Holds a Schmidt Sciences AI2050 Senior Fellowship, Sloan Fellowship, and Canada CIFAR AI Chair.
Research Experience
Works as an Associate Professor of Computer Science at the University of Toronto; Member of Technical Staff at Anthropic's Alignment Science team; Research interests include: efficiently figuring out which training examples were responsible for surprising behaviors from an AI system; assuring the safety of AI systems capable of strategic deception; eliciting reliable information from models we don't fully trust; and efficiently removing dangerous or unwanted information from a trained model.
Education
No specific educational background information provided.
Background
Associate Professor of Computer Science at the University of Toronto, Schwartz Reisman Chair in Technology and Society, and a founding member of the Vector Institute. Member of Technical Staff on the Alignment Science Team at Anthropic, focusing on training data attribution.

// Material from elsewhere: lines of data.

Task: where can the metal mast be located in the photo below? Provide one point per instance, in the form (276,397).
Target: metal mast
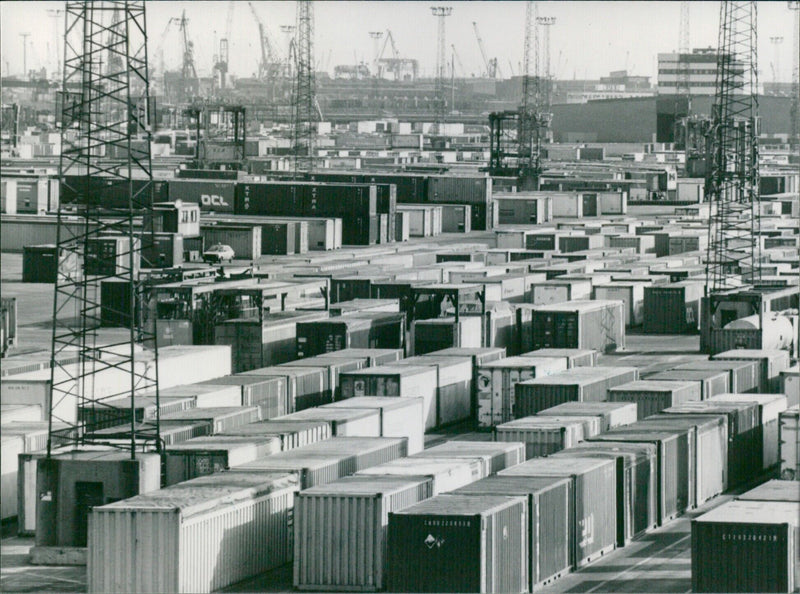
(304,99)
(684,50)
(533,121)
(732,178)
(794,5)
(106,181)
(547,82)
(440,100)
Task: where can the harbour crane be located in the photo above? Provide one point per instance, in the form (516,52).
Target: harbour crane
(270,64)
(491,64)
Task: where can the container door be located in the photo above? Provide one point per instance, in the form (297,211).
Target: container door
(87,495)
(589,205)
(484,390)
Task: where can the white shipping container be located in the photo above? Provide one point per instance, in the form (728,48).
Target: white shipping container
(790,385)
(448,473)
(542,436)
(177,365)
(567,205)
(206,395)
(770,407)
(789,434)
(400,417)
(357,561)
(198,536)
(12,413)
(344,422)
(11,446)
(630,293)
(392,380)
(496,381)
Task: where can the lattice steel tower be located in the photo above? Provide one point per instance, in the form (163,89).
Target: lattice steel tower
(534,119)
(106,185)
(794,6)
(304,114)
(732,178)
(440,97)
(684,49)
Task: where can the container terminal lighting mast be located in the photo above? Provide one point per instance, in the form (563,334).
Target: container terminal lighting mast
(106,181)
(440,100)
(304,114)
(732,180)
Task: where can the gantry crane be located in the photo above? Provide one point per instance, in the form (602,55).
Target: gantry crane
(270,64)
(491,65)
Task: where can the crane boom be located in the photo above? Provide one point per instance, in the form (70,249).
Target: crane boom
(458,60)
(490,71)
(270,61)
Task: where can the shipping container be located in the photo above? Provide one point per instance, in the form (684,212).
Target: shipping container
(744,375)
(610,414)
(593,532)
(744,435)
(630,293)
(244,239)
(560,291)
(293,434)
(454,386)
(12,446)
(344,422)
(201,456)
(456,218)
(579,384)
(206,395)
(335,367)
(459,543)
(311,468)
(746,546)
(789,435)
(497,381)
(358,561)
(496,455)
(773,490)
(306,387)
(596,325)
(40,264)
(388,380)
(773,362)
(448,473)
(711,382)
(673,308)
(770,407)
(117,411)
(522,209)
(673,464)
(436,334)
(231,514)
(652,397)
(708,443)
(269,394)
(542,436)
(550,520)
(574,357)
(212,196)
(637,486)
(373,357)
(381,330)
(399,417)
(218,419)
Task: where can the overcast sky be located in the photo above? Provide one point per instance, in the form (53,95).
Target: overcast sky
(588,40)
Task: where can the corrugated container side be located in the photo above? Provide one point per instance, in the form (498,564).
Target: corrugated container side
(341,539)
(737,555)
(157,550)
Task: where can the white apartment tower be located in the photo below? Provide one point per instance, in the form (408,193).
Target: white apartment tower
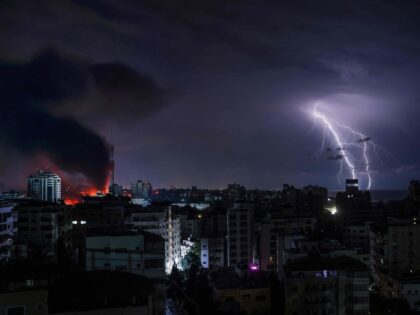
(45,186)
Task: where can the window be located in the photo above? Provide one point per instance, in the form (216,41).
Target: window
(15,310)
(153,263)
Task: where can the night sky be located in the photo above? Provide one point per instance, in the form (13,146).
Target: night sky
(206,92)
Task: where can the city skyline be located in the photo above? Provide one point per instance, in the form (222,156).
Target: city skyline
(187,98)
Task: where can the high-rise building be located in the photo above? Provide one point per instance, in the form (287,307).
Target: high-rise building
(7,230)
(319,285)
(353,205)
(240,228)
(141,189)
(45,186)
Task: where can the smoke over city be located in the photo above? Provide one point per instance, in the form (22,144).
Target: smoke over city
(35,95)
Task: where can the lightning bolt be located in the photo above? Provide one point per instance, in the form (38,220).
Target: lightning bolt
(347,159)
(329,125)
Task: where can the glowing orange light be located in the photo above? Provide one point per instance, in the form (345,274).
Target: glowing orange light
(71,201)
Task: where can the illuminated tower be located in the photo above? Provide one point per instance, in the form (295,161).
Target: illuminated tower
(111,187)
(45,186)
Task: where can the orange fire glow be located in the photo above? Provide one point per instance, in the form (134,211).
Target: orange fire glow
(71,201)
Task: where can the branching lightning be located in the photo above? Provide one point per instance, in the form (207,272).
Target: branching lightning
(352,149)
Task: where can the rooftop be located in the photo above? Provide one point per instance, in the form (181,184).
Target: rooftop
(344,263)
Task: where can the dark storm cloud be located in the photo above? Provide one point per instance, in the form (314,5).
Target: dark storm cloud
(29,90)
(244,68)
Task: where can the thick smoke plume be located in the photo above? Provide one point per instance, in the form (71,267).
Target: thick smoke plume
(30,91)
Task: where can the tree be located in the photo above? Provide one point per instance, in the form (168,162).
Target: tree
(192,258)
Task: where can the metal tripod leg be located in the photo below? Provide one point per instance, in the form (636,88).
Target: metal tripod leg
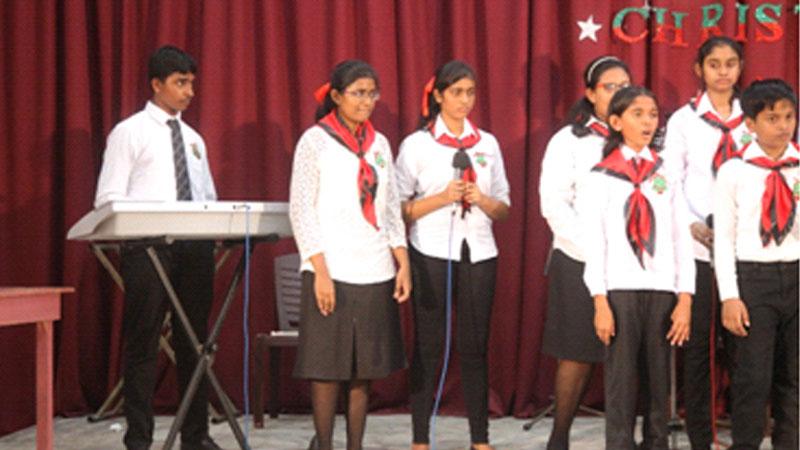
(205,352)
(112,405)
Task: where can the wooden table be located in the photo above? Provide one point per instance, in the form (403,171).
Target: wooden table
(42,306)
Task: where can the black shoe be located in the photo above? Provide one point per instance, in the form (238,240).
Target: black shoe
(205,444)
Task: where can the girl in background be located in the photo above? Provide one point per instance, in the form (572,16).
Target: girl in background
(638,257)
(346,220)
(703,134)
(571,153)
(451,219)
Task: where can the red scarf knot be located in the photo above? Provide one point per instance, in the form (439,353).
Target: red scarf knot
(358,143)
(777,203)
(426,93)
(599,129)
(726,148)
(469,175)
(640,224)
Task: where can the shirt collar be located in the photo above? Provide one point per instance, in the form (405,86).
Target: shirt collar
(754,151)
(629,153)
(159,114)
(705,106)
(440,128)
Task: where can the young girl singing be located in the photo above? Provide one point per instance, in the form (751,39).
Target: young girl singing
(703,134)
(346,220)
(638,259)
(451,219)
(570,155)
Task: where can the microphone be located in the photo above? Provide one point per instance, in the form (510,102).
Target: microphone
(461,163)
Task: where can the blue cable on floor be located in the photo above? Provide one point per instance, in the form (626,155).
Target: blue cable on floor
(448,332)
(246,325)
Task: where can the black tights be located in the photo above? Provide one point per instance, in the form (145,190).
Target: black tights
(572,379)
(324,395)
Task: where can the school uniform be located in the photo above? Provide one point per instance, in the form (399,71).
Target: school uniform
(640,266)
(569,328)
(139,164)
(756,250)
(424,168)
(698,141)
(356,231)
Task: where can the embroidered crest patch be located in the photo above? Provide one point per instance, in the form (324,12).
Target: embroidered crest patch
(480,158)
(659,183)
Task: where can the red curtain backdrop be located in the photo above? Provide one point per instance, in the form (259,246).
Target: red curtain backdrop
(74,68)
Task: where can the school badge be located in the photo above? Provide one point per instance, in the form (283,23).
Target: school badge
(659,183)
(480,158)
(379,160)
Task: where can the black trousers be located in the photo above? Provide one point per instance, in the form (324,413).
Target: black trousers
(190,267)
(638,355)
(697,361)
(765,361)
(473,286)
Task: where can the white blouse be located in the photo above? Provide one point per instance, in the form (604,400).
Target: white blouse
(737,215)
(610,261)
(325,210)
(565,167)
(138,162)
(689,149)
(425,167)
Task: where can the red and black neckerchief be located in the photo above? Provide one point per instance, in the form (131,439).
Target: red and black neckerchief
(777,203)
(726,149)
(359,143)
(469,175)
(599,129)
(640,224)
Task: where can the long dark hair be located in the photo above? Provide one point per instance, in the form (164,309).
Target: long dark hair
(446,75)
(343,75)
(620,102)
(582,110)
(708,46)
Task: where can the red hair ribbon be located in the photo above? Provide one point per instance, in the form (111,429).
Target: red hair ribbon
(426,93)
(322,92)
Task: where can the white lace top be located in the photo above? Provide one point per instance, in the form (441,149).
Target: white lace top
(326,215)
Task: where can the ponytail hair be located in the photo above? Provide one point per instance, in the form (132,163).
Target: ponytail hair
(582,110)
(343,75)
(620,102)
(446,75)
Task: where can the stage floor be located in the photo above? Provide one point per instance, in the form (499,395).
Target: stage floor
(294,431)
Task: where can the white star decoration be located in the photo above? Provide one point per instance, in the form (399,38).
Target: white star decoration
(588,29)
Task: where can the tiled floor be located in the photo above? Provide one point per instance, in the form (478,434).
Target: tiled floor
(294,431)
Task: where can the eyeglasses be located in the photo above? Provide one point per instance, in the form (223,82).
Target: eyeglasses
(614,87)
(363,94)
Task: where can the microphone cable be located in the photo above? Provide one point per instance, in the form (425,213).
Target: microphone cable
(448,332)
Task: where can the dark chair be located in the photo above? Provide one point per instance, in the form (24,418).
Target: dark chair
(287,303)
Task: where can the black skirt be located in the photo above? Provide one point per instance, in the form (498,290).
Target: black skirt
(360,340)
(569,329)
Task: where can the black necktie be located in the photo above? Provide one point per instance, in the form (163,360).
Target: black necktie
(182,186)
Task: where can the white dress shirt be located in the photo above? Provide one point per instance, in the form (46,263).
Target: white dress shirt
(610,260)
(325,210)
(138,163)
(737,215)
(689,149)
(565,167)
(425,167)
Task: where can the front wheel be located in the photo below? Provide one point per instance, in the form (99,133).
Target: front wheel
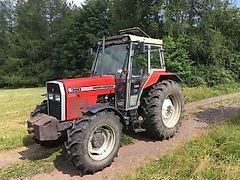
(94,141)
(163,109)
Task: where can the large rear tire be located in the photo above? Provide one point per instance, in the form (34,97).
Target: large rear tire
(93,141)
(162,109)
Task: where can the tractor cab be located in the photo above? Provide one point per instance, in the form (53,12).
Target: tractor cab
(132,57)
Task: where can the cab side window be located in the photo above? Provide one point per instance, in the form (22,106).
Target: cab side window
(139,64)
(155,57)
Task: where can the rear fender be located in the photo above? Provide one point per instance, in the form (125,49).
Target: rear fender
(101,107)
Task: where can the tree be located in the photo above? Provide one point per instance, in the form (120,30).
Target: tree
(88,24)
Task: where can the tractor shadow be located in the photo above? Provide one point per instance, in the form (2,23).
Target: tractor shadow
(217,115)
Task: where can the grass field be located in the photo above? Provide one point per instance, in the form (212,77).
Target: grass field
(15,108)
(16,105)
(212,156)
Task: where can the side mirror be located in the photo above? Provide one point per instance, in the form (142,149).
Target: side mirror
(141,47)
(90,53)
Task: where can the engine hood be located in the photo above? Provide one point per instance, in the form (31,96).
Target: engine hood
(89,83)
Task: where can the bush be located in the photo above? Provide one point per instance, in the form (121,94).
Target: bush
(218,75)
(177,58)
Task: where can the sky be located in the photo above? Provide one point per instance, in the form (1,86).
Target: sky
(78,2)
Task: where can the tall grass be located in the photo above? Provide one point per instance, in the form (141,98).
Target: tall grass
(15,108)
(16,105)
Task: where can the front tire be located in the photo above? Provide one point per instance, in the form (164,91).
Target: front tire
(93,141)
(162,109)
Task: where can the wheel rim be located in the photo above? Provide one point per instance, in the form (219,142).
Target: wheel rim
(171,111)
(101,142)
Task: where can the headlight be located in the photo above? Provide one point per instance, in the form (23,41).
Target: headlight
(57,98)
(50,96)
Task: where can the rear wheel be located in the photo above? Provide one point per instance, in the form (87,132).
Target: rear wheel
(162,109)
(94,140)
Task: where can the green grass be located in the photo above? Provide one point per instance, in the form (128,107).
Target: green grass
(43,163)
(212,156)
(16,105)
(15,108)
(198,93)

Research focuses on better understanding neural net training dynamics to improve training speed, generalization, uncertainty estimation, and automatic hyperparameter tuning. Now focusing on applying this understanding to AI alignment, specifically on ensuring AIs are robustly aligned with human values.
Miscellany
Contact: Department of Computer Science, University of Toronto, Office: Pratt 290F, 6 King's College Rd., Toronto, ON M5S 3G4, Canada. Phone: 416-978-7391, e-mail: rgrosse_at_cs_toronto_edu.